The Eighties revival, in fact, seems set to be a theme of the year. One of the most surprising closures of the past 20 months was the still-popular Le Caprice. Once known for feeding Princess Diana, Sir Mick Jagger and Elizabeth Taylor, the name meant enough to restaurant magnate Richard Caring that he named his empire, Caprice Holdings, after it. This month it was spotted that he’s taken over the old Porsche showroom on Mayfair’s Mount Street. According to Caring’s planning application to Westminster council, it will be an “all-day fine dining restaurant, of a similar standard to Scott’s”. Caring declined to comment on his plans, so there’s no official word yet, but the restaurant rumour mill is speculating that this will be the long-awaited revival of what was once his most precious possession.
More certain is Brett Graham reopening the Ledbury. The Notting Hill favourite officially left the site in June 2020, still at the height of its powers, but whispers of its return have spread since that July. Two weeks ago, Graham confirmed he’s pushing to open early come February and while there was speculation it might be an entirely new Ledbury — with a brasserie feel — Graham rubbished this in an interview with Restaurant magazine, telling them he’d open with an eight-course, £185-per-head menu. “Though in many ways this is a continuation of what has come before, I see this as the start of a new journey for us,” he said. “The old Ledbury is no more, and we have a new sense of direction and purpose.” Graham is being uncharacteristically taciturn as present; more news is expected soon.
But of those precious few that have made it through, it hasn’t just been the top-end places with deep-pocketed backers that have survived. Perhaps the most heartening tale is that of Vasco & Piero’s Pavilion. The still-adored Soho Italian found itself facing a tidal wave of rent just as it turned 50 last year and its ousting caused an uproar from devoted regulars. The outrage quietened when a new site nearby was found.
There are videos of guests dancing with staff on their shoulders... Being back, it’s a little bit magic
“We weren’t sure if we were going to change everything,” says owner Paul Matteucci, son of founder Vasco, “The name, the table clothes, the food, all that.

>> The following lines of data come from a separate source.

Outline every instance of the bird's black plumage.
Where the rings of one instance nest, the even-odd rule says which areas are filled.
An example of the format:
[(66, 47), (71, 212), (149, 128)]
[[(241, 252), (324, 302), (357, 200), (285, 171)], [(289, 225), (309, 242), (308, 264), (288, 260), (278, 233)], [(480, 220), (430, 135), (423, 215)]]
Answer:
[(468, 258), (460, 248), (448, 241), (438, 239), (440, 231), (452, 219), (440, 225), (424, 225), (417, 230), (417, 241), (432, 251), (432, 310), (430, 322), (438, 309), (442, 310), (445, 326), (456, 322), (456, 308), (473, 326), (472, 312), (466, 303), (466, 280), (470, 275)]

But it surprised me, it was the younger people told me: ‘stay as you are, it’s in your DNA’. In the end we didn’t touch anything. But I didn’t believe the move was really going to happen, to be honest with you.

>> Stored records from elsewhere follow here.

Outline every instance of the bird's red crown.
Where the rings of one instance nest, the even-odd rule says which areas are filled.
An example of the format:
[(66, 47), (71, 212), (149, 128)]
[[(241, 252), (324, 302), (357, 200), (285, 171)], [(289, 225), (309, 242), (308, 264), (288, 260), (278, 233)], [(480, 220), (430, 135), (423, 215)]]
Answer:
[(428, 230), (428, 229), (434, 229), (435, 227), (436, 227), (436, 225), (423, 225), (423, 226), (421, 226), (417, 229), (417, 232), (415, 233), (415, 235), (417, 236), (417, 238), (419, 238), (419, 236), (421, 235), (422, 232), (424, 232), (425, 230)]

“But you know, since day one on reopening [in October], people just started coming back. Some were so emotional, because they had so many memories of what they’d done here, who they’d come with — first wife, second wife, third wife, whatever. There are parents who brought their children here, and now it’s the children bringing theirs.”

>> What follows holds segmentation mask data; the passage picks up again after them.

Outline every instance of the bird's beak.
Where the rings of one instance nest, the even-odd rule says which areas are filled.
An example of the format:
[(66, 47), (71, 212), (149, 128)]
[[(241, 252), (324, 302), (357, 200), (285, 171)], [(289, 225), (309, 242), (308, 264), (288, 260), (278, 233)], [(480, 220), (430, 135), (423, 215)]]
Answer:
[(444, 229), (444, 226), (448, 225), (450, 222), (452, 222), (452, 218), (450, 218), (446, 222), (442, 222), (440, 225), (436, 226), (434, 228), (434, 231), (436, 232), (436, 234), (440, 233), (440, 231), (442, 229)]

Matteucci says he’s been similarly emotional. “When I look back, I see how integrated these people are with us. There are videos of guests dancing with staff on their shoulders, everyone having fun. Being back, it’s a little bit magic.
“I think what everyone said about London being dead? That hasn’t happened. There are problems on the horizon, sure, yes, but there always are. I’m confident. I think we’re all ready to look forward to the future being full of happy things.”